LB: I actually applied to the place I’m working at now because a good friend of mine, who’s also trans, worked there. It was an incredible privilege to go from this extremely homogenous environment to getting to work professionally in information security with another queer trans woman.
KC: Is there anything you miss about your pen testing days?
LB: I do miss the “let’s be evil” feeling, sometimes and the interaction with external clients from all kinds of different industries. My job now has maybe a little less variety, but I get to stick with projects longer, and being an investigator definitely makes up for not getting to pretend to be a criminal anymore!
KC: I have spoken to Defensive Security Handbook authors Ian Brotherston and Amanda Berlin, who believe that defensive security is underrated in our field. Do you agree?
LB: I think that offensive security gets a lot of the glamor, but penetration testing is really only a small piece of what keeps users safe.
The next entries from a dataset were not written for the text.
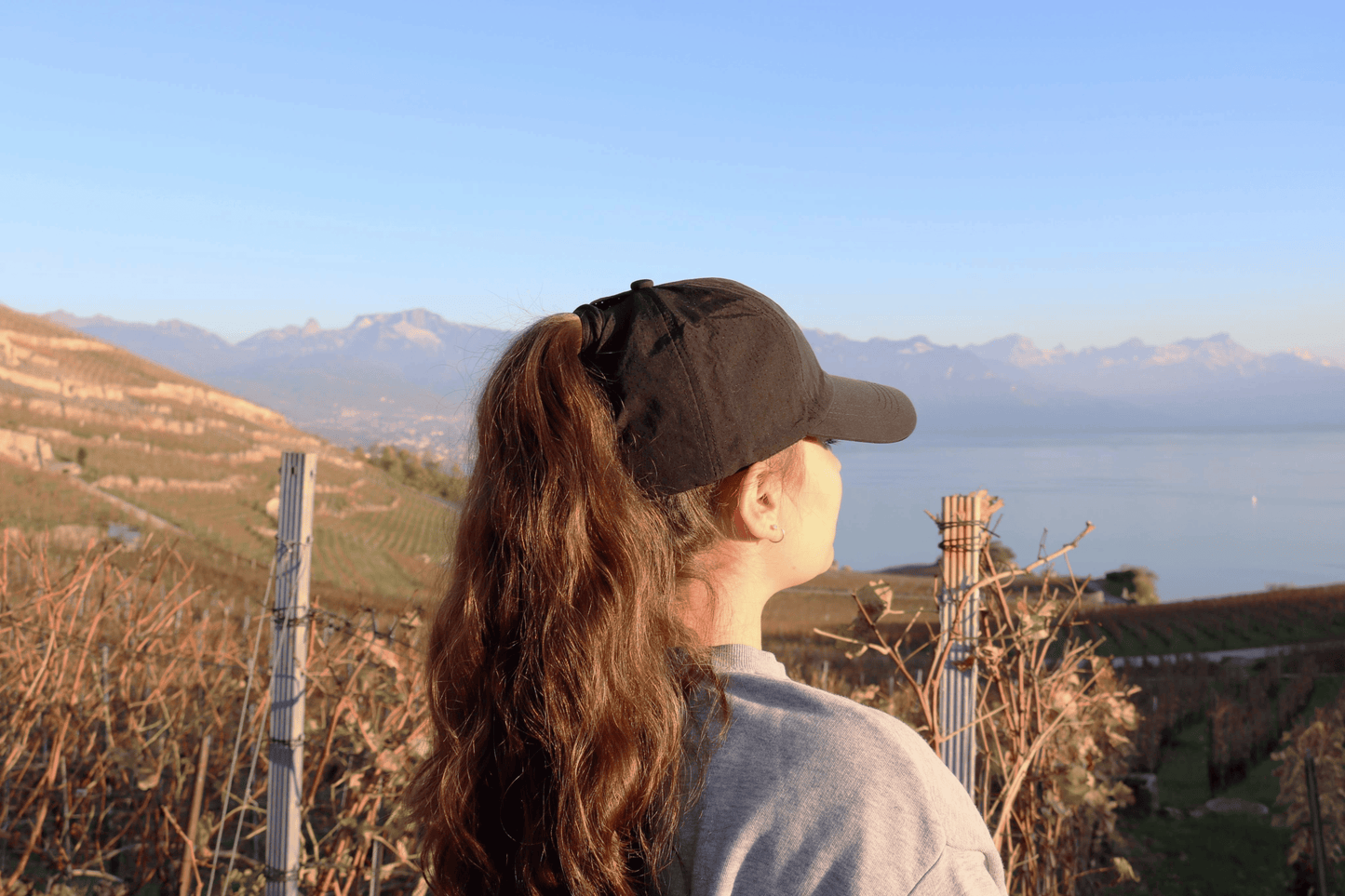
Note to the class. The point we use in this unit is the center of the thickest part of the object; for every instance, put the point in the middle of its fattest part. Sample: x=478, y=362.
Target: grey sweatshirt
x=813, y=794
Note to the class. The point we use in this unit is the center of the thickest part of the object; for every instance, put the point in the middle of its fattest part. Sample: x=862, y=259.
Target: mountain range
x=410, y=377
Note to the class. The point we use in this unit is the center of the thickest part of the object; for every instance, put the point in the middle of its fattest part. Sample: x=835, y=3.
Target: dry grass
x=97, y=762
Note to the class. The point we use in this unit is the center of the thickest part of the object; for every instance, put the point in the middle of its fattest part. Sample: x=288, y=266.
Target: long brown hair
x=561, y=673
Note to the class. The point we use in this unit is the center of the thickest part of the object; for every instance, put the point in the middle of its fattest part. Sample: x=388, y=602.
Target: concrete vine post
x=288, y=678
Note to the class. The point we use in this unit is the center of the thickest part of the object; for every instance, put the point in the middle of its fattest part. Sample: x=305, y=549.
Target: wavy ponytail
x=561, y=673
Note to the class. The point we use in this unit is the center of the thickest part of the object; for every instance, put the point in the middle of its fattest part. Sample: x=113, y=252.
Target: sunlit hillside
x=91, y=435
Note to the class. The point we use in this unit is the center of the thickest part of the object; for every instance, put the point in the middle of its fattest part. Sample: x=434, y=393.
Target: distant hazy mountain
x=410, y=379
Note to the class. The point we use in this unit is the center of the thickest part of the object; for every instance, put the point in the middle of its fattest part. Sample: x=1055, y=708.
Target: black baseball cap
x=707, y=377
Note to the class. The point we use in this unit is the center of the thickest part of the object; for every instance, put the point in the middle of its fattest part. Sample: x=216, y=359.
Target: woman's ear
x=759, y=502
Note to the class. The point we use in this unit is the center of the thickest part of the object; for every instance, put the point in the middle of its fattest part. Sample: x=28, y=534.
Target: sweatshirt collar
x=740, y=658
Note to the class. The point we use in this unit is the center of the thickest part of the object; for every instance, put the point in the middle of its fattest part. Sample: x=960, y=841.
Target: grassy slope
x=1260, y=621
x=1229, y=854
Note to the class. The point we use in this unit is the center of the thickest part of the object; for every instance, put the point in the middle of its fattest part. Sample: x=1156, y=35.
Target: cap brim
x=865, y=410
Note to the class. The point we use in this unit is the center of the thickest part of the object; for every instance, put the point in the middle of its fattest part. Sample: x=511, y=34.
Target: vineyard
x=205, y=463
x=117, y=670
x=1286, y=616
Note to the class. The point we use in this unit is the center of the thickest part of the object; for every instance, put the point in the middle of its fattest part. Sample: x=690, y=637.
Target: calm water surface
x=1181, y=504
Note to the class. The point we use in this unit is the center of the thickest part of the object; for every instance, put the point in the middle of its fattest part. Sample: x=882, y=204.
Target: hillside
x=408, y=379
x=91, y=435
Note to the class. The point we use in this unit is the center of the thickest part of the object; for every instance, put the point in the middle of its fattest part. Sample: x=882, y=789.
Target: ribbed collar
x=740, y=658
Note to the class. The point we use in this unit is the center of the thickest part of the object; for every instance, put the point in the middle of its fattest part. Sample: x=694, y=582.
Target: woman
x=650, y=470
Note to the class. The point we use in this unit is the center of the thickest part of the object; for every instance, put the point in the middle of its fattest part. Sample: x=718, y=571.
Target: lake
x=1209, y=513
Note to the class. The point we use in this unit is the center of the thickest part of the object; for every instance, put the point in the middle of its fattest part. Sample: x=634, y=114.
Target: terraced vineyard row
x=1287, y=616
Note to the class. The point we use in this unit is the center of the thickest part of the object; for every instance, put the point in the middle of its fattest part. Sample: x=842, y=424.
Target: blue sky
x=1075, y=172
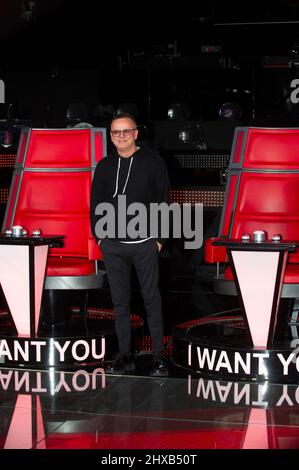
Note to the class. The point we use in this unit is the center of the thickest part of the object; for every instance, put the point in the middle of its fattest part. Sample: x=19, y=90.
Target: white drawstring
x=117, y=176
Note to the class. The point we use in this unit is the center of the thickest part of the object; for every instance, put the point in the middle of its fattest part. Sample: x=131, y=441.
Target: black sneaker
x=159, y=367
x=121, y=364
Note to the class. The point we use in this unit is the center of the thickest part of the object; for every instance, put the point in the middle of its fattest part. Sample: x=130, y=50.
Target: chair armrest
x=214, y=254
x=94, y=252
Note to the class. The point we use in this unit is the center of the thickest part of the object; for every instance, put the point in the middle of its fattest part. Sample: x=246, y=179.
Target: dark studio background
x=151, y=53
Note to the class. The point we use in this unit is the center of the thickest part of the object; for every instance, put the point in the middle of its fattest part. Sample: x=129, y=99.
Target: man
x=138, y=175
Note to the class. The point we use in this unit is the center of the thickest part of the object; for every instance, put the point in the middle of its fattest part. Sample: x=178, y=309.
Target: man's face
x=124, y=140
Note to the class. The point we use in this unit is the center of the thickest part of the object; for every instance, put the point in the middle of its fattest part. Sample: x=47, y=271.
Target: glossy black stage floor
x=85, y=408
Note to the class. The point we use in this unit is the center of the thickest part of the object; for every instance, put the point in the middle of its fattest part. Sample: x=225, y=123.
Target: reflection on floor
x=92, y=410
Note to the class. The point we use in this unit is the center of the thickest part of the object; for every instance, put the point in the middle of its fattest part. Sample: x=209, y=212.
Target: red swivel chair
x=50, y=191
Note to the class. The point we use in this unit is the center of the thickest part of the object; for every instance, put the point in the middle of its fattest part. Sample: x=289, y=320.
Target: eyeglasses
x=125, y=132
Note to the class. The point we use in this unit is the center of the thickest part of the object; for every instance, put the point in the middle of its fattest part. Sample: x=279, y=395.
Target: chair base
x=94, y=281
x=224, y=287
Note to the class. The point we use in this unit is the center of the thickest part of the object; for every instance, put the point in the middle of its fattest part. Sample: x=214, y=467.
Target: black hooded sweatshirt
x=142, y=178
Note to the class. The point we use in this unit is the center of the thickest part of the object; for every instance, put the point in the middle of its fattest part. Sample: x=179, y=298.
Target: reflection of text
x=2, y=91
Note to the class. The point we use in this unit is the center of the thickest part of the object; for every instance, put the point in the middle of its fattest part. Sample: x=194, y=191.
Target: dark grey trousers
x=118, y=259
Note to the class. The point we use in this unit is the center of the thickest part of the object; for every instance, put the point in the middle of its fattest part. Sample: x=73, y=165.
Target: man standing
x=137, y=175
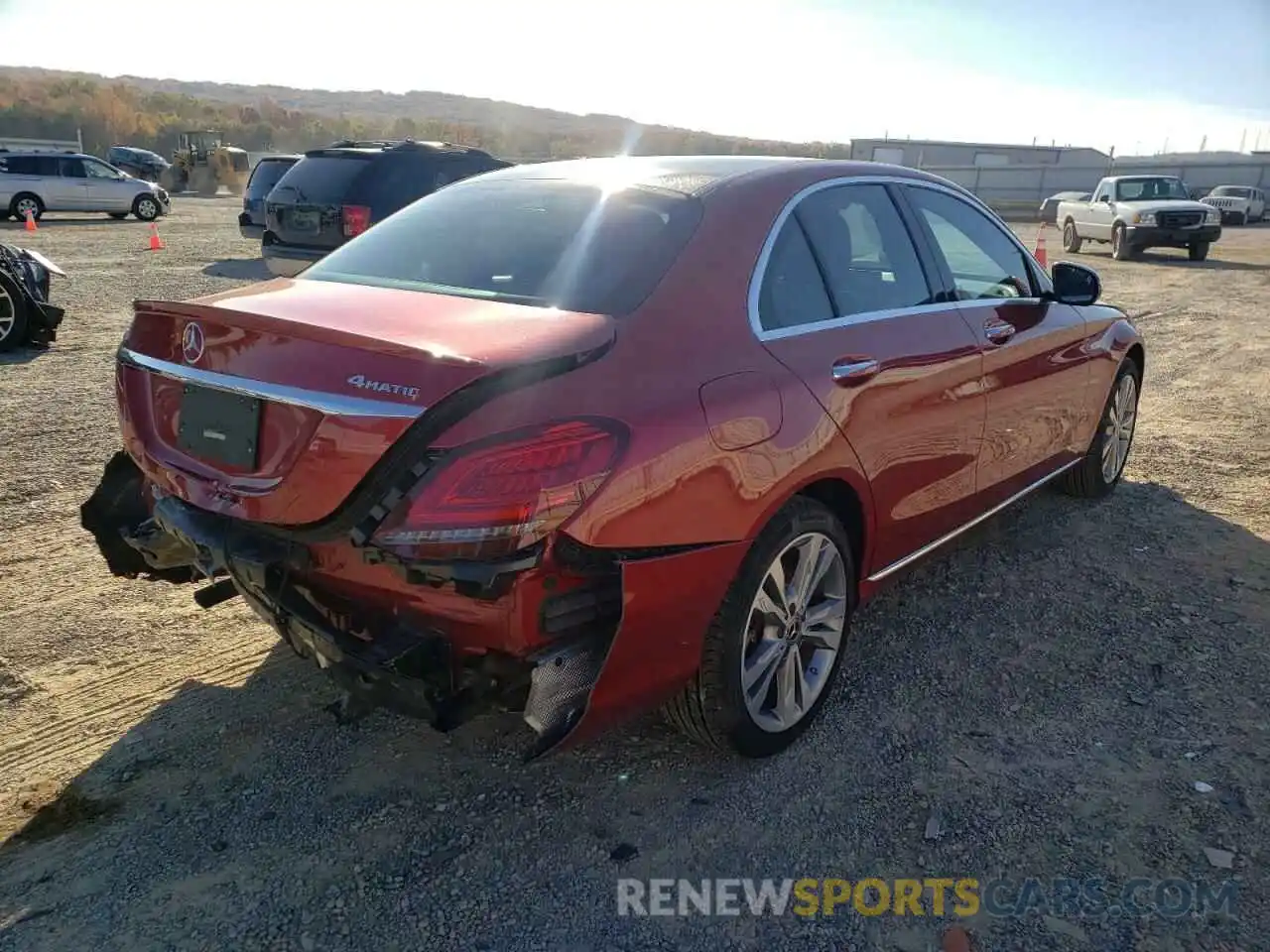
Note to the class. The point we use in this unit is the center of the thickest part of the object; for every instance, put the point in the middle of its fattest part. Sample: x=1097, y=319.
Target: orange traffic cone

Blue team folks definitely don’t get nearly enough credit or support; offensive security people need to only find one problem, but defensive security practitioners can’t make a single mistake.
KC: Do you think a lot of organizations overlook defensive security?
LB: In my experience, a lot of organizations tend to maybe focus on the wrong things: or rather, they optimize for meeting regulatory requirements. Rules say they need a firewall and quarterly penetration tests, so they buy a firewall and contract the tests out. Security should be baked in everywhere; into the software development lifecycle, the monitoring and maintenance of the corporate network, training of new employees and continuous training of your existing staff and even how the organization interacts with suppliers. The line between ‘defensive information security’ and ‘physical security’ gets fuzzy, and I don’t know if many organizations prioritize either at sufficiently many levels of the stack.
KC: I’ve learned a lot from you. Do you have anything else you’d like to add before we go, Liz?
LB: I think it might be worth mentioning that machine learning is increasingly something people are exploring in both the defensive and offensive information security space, and in order to both defend against robot hackers and defeat Skynet, or build either, it helps to have that blended blue and red team exposure. Otherwise, thank you so much for your work here boosting not-male voices!